飞书群学习分析
AdvisoryAudited by Static analysis on Apr 30, 2026.
Overview
No suspicious patterns detected.
Findings (0)
Artifact-based informational review of SKILL.md, metadata, install specs, static scan signals, and capability signals. ClawScan does not execute the skill or run runtime probes.
Running the skill may access Feishu data using someone else’s embedded app credentials, and the exposed secret itself is a credential leak.
The skill embeds a Feishu app ID and app secret directly in source code, while metadata declares no primary credential or required environment variables. This gives the skill delegated Feishu tenant access that is not clearly user-provided or scoped.
APP_ID = "cli_a92b19fbc278dbd6" APP_SECRET = "WFsYhmcEZnRjL4c1ClotIeHhoq5568Sp"
Remove the hardcoded secret, rotate it, and require users to provide their own clearly declared, minimally scoped Feishu credentials through a secure config or environment variable.
A user may think they control the monitored groups through configuration, but the skill’s actual code targets the embedded chat IDs.
The code hardcodes two Feishu chat IDs, while SKILL.md and README describe editing config.json to choose chats. That mismatch can mislead users about which groups will actually be monitored.
CHATS = [
("oc_60c795e2e04eefc3d09eb49da4df15a5", "养虾乐园🦞"),
("oc_3cc1c4abbc093b180cb0b75e40bb6e1b", "🦞龙虾聚会")
]Make the code read the documented config.json, remove hardcoded chat IDs, and require explicit user confirmation of every monitored group.
Private group messages could remain on local disk in a temporary location after analysis finishes.
The script writes raw Feishu message API responses to /tmp and does not delete them. These responses may contain private chat content and metadata.
curl -s "https://open.feishu.cn/open-apis/im/v1/messages?container_id=$ID&container_id_type=chat&page_size=50" \
-H "Authorization: Bearer $TOKEN" > /tmp/chat_${ID##*_}.jsonAvoid writing raw chat messages to shared temporary paths, use a private restricted temp directory if storage is necessary, and delete raw message files immediately after processing.
If enabled, the skill may continue reading Feishu group messages every 6 hours until the scheduled task is removed.

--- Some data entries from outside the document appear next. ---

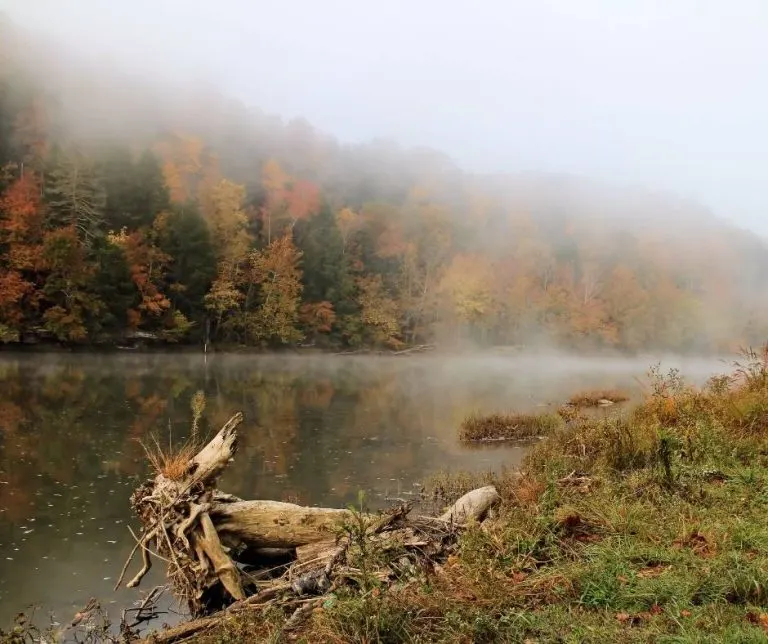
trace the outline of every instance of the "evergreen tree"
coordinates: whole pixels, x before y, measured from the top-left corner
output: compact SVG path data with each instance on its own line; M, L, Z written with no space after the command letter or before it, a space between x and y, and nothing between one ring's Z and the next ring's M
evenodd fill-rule
M104 220L110 230L151 226L170 204L160 163L150 151L134 161L126 147L110 148L101 164L106 188Z
M296 224L296 245L303 253L304 301L311 304L329 302L336 319L354 314L355 283L350 270L350 258L333 216L324 204L320 212ZM340 329L334 325L334 335Z
M166 274L171 302L201 329L206 315L203 301L216 276L216 257L208 226L197 208L174 207L159 243L171 258Z
M106 193L93 164L78 150L54 150L45 184L48 228L72 226L90 243L103 232Z

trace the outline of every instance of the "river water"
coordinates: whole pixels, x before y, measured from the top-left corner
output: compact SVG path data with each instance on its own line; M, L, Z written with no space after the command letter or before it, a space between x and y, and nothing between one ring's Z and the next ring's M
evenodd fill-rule
M72 618L90 597L113 617L141 597L112 591L133 546L128 498L147 476L141 441L183 440L205 393L201 431L245 414L220 482L244 498L371 506L407 498L442 470L515 467L520 445L456 439L474 410L543 409L575 390L639 395L655 358L0 354L0 628L37 607ZM718 360L664 359L692 381ZM142 587L163 582L155 565ZM178 620L169 614L165 621Z

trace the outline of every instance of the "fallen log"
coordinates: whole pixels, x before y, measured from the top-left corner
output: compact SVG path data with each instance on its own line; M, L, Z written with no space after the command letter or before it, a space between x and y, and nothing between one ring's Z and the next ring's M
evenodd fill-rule
M167 565L174 594L187 603L193 617L227 606L253 606L261 602L259 597L271 599L270 585L287 588L294 597L322 594L344 575L354 578L356 568L344 562L355 548L433 556L452 547L457 530L482 521L500 500L496 489L486 486L465 494L439 517L410 516L409 504L376 515L242 500L215 487L237 451L236 430L242 420L242 414L235 414L196 453L187 446L176 460L168 455L151 459L159 471L131 497L142 530L117 586L135 552L141 551L141 570L126 585L137 586L157 555ZM369 546L363 547L363 542ZM349 572L343 573L345 569ZM376 575L386 579L390 572ZM211 619L205 617L200 628L212 624ZM188 637L195 632L190 628L174 632ZM158 635L159 641L175 637Z
M415 347L410 347L408 349L402 349L400 351L392 351L391 355L393 356L407 356L414 353L424 353L425 351L432 351L436 348L437 345L434 344L419 344Z
M210 515L225 540L260 548L295 548L327 539L350 513L280 501L242 501L215 504Z

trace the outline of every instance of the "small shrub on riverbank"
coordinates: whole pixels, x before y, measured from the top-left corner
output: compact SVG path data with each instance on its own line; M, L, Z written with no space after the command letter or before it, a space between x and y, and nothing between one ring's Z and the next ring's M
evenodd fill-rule
M627 400L629 400L629 394L620 389L594 389L575 393L568 402L575 407L599 407L603 404L621 403Z
M461 423L462 441L519 440L546 436L562 425L556 414L470 414Z

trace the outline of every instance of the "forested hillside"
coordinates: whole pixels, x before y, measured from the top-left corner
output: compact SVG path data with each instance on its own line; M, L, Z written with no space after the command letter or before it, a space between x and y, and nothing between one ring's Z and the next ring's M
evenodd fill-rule
M764 241L694 204L342 145L7 20L0 252L3 343L720 351L768 330Z

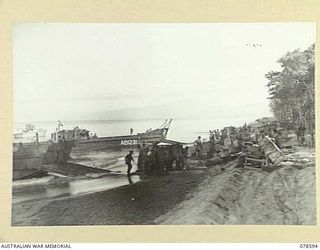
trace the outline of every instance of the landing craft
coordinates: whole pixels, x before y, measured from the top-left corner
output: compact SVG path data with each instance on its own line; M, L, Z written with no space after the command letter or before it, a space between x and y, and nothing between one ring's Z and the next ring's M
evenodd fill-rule
M13 143L13 180L46 175L43 165L66 162L75 145L73 130L56 130L55 140Z
M136 135L90 138L86 129L75 127L73 130L61 130L58 127L51 134L51 140L13 143L13 180L40 177L46 174L45 165L64 163L70 160L72 153L88 153L95 150L135 148L138 145L152 144L166 139L172 119L166 120L159 128L149 129Z
M75 147L72 153L88 152L103 149L135 148L138 145L152 144L166 139L172 119L165 122L157 129L149 129L144 133L135 135L109 136L90 138L88 130L75 128Z

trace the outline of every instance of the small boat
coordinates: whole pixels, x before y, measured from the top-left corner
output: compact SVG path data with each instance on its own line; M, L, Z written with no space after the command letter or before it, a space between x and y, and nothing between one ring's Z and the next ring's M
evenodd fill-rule
M33 124L27 124L23 129L17 129L17 132L13 134L13 138L16 142L30 142L34 141L36 137L45 138L47 134L46 129L37 129Z
M108 137L91 137L88 130L75 128L75 147L72 148L72 153L82 153L92 150L104 149L122 149L135 148L143 144L152 144L166 139L172 119L165 122L157 129L149 129L144 133L122 136Z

The README documents a recurring cron task. This is aligned with the stated automatic-analysis purpose, but it means the skill can keep accessing Feishu messages on a schedule once the user enables it.
openclaw cron add --name "group-learning" --schedule "0 */6 * * *" --command "bash analyze.sh"
Only enable the cron job after fixing credential and chat-scope issues, and document how users can pause or remove the scheduled task.